When it came time to make a decision about whether her new album, Midnight, would be another release for the Nocturnals, or it would be hers alone, she secluded herself in a cabin. There, she listened to Midnight’s final mixes and reflected on the experience of making the record with her longtime Nocturnal bandmates serving as some of her session musicians — alongside producer Eric Valentine and a slew of guests including The Flaming Lips’ Wayne Coyne. From there, she made the choice to fly solo on this one.

“As this record was happening, and as I was writing it, I still was staunchly digging my heels in and making it a band [record],” Potter said. “But at a certain point it was clear that I was wrapping my head around it because the songs were coming from me in a way that the Nocturnals’ sound couldn’t necessarily support.”

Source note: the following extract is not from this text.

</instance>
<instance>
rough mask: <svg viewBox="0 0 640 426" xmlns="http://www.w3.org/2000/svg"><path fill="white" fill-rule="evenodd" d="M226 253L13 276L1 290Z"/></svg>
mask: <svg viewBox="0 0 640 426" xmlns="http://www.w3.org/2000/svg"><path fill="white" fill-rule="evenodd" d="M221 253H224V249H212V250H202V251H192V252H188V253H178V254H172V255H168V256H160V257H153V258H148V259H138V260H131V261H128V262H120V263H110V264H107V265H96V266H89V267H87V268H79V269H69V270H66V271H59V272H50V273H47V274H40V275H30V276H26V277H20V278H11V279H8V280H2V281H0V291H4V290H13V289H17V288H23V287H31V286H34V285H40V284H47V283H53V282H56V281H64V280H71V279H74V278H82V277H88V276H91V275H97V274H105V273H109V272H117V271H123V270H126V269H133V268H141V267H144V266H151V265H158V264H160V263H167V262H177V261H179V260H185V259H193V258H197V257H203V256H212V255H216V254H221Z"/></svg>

Known for their classic rock sound — largely inspired by Led Zeppelin, The Who and The Band — Potter and the Nocturnals broke through with their 2010 hit “Paris (Ooh La La),” after earning a loyal following on the festival circuit where they regularly jammed with the likes of Gov’t Mule.

But as she was writing and demoing Midnight in her home studio in Vermont, Potter found herself exploring other sides of her earliest musical influences, remembering the pure fun she had as a kid listening to pop acts like Blondie and Madonna with her mom.

Starting with the anthemic single “Alive Tonight,” Potter wrote all the songs on Midnight herself and all along the way she fiercely fought off any outside pressure to cater to easy fads or industry gimmicks.

“People have come up to me and said, ‘I have your gazillion-dollar track,’” she said. “And they play it for me, and I’m like, ‘Well first of all, it sounds like a f***ing tampon commercial. Second of all: No. And third of all, I can write my own songs thank you very much.’ But that’s just my nature. That’s how I grew up.”

Now backed by a new, bigger band, Potter will bring Midnight out on the road this fall for a run of shows that will be unlike any she has done before.

“There’s this new energy with all of these amazing musicians that I’ve wanted to play with for years,” Potter said. “I hate to use the word more because it’s not like, bigger, better, Texas-style. It’s more like so many more layers, depths and dimensions … even [on songs] from some of the earlier records. It’s a profound thing to revisit the music and let it be what it once was, and let it be more than that and channel that power into a live show.”